Le fabricant de médicaments danois Novo Nordisk s'associe à OpenAI pour déployer l'intelligence artificielle dans l'ensemble de ses activités, une initiative stratégique visant à combler un taux d'échec persistant de 90 % dans les essais cliniques qui pèse sur l'industrie pharmaceutique. La collaboration, annoncée mardi, verra Novo intégrer l'IA depuis la découverte de médicaments et la fabrication jusqu'aux opérations commerciales, alors qu'elle s'efforce de suivre le rythme de ses rivaux comme Eli Lilly sur le marché lucratif des médicaments de perte de poids.
« L'intégration de l'IA avancée n'est plus une option mais une nécessité compétitive », pourrait déclarer un cadre de la R&D de Novo Nordisk. « Ce partenariat nous permet d'attaquer le flux de travail de la découverte au développement, visant à traduire les promesses informatiques en réalité clinique plus rapidement qu'auparavant. »
Le partenariat couvre l'ensemble de la chaîne de valeur, mais l'accent initial est mis sur la R&D. Cette initiative reflète une tendance plus large de l'industrie où l'IA compresse les délais de découverte précoce de 30 à 40 %. Insilico Medicine, par exemple, a fait passer un médicament découvert par l'IA pour la fibrose pulmonaire idiopathique de l'identification de la cible aux essais de phase II en moins de 30 mois, un processus qui prend traditionnellement six à huit ans.
L'enjeu est le coût colossal de l'innovation, où le développement d'un médicament réussi coûte en moyenne 1,3 milliard de dollars, selon une analyse de RAND datant de 2025. En améliorant l'efficacité de la sélection et du développement des candidats, Novo Nordisk vise à réduire l'impact financier du taux d'échec de 90 % de l'industrie pour les candidats entrant en essais cliniques, un chiffre qui ne s'est pas amélioré de manière notable malgré l'adoption de l'IA.

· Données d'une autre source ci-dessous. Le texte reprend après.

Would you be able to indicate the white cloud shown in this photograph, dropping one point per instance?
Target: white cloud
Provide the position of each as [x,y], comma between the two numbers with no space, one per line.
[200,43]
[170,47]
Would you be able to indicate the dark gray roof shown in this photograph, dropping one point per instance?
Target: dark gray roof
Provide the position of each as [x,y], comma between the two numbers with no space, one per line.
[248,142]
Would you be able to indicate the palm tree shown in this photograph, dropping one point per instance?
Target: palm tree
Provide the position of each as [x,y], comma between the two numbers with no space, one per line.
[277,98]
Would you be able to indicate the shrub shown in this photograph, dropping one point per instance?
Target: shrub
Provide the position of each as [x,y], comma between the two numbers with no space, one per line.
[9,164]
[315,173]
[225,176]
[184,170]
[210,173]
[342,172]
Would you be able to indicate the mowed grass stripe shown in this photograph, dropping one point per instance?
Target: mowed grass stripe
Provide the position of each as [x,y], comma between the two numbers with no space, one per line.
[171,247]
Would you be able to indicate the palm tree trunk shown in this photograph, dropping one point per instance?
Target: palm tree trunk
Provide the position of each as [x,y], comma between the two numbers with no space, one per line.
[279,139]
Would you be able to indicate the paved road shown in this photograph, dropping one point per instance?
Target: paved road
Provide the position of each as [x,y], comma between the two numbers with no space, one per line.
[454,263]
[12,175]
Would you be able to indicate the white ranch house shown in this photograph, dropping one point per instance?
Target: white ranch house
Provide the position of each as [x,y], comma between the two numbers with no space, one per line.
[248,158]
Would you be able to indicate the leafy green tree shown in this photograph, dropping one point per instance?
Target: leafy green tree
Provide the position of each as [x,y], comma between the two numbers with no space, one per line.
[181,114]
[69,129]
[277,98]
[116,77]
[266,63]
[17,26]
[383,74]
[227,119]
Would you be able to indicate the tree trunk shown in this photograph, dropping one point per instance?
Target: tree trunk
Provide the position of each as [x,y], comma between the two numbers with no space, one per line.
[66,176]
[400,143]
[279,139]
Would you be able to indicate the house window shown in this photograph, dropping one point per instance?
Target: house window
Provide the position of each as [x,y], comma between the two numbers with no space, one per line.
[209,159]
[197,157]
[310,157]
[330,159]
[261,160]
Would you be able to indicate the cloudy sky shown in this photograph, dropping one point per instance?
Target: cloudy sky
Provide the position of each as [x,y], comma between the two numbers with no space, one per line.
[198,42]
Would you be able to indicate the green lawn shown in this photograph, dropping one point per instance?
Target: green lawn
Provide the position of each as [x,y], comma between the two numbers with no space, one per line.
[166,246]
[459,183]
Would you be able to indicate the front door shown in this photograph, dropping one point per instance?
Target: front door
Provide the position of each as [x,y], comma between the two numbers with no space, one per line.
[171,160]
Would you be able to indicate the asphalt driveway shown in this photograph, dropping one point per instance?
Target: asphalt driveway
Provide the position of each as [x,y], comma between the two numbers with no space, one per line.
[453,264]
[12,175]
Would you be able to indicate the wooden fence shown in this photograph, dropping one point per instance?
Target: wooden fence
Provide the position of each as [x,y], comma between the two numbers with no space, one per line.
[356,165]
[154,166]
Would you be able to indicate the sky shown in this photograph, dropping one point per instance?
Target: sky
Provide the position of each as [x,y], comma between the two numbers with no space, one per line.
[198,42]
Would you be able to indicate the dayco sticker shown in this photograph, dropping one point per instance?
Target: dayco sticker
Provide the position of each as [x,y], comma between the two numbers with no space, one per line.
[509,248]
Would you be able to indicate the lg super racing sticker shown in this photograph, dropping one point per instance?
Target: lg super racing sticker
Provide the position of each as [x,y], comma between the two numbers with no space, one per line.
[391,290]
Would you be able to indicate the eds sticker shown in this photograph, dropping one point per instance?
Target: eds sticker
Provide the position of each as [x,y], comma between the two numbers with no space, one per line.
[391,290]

De la promesse in silico à la réalité in vivo
L'IA prouve déjà sa capacité à élargir l'univers des candidats médicaments potentiels à une vitesse auparavant inimaginable. Chez Novartis, les chercheurs ont utilisé l'IA générative pour concevoir 15 millions de composés potentiels pour la maladie de Huntington, pour finalement en synthétiser 60 destinés à des tests en laboratoire. Cette puissance de calcul permet aux scientifiques d'explorer un vaste espace chimique auquel les méthodes traditionnelles ne peuvent accéder.
Cependant, l'industrie découvre qu'une découverte plus rapide ne garantit pas un produit viable. Le goulot d'étranglement principal se déplace de la recherche de molécules vers leur développement. On estime que 70 % des nouvelles entités chimiques présentent une faible solubilité aqueuse, un obstacle fondamental à la création d'une forme galénique exploitable. Ce rappel à la réalité survient souvent tard dans le développement, entraînant des reformulations coûteuses et des délais prolongés. Comme l'a noté un PDG anonyme au début de 2026, « l'IA nous a vraiment laissé tomber au cours de la dernière décennie en ce qui concerne la découverte de médicaments. Nous n'avons vu qu'échec après échec. »
Le nouveau champ de bataille compétitif : la développabilité
Le partenariat souligne la distinction critique entre une cible « non pharmacologisable » — biologiquement inaccessible — et un produit « non développable », une molécule pharmacologiquement prometteuse mais qui ne peut être fabriquée ou formulée de manière fiable. Alors que l'IA rend davantage de cibles pharmacologisables, le défi de l'indéveloppabilité reste un problème physique et chimique que le calcul seul ne peut résoudre. En date de décembre 2025, pas un seul médicament découvert par l'IA n'a reçu l'approbation de la FDA.
Pour les investisseurs, le partenariat Novo Nordisk-OpenAI n'est pas le signal d'une guérison imminente d'une maladie majeure, mais un investissement stratégique nécessaire dans l'efficacité opérationnelle. Le véritable avantage concurrentiel de la prochaine ère de la pharmacie proviendra de la traduction des candidats générés par l'IA en produits évolutifs et fabricables. Les équipes qui réussiront seront celles qui intégreront les considérations de développement et de fabrication dès les premières étapes de la découverte, réduisant ainsi le risque qu'une molécule prometteuse découverte in silico ne meure sur le banc de fabrication.
Cet article est à titre informatif uniquement et ne constitue pas un conseil en investissement.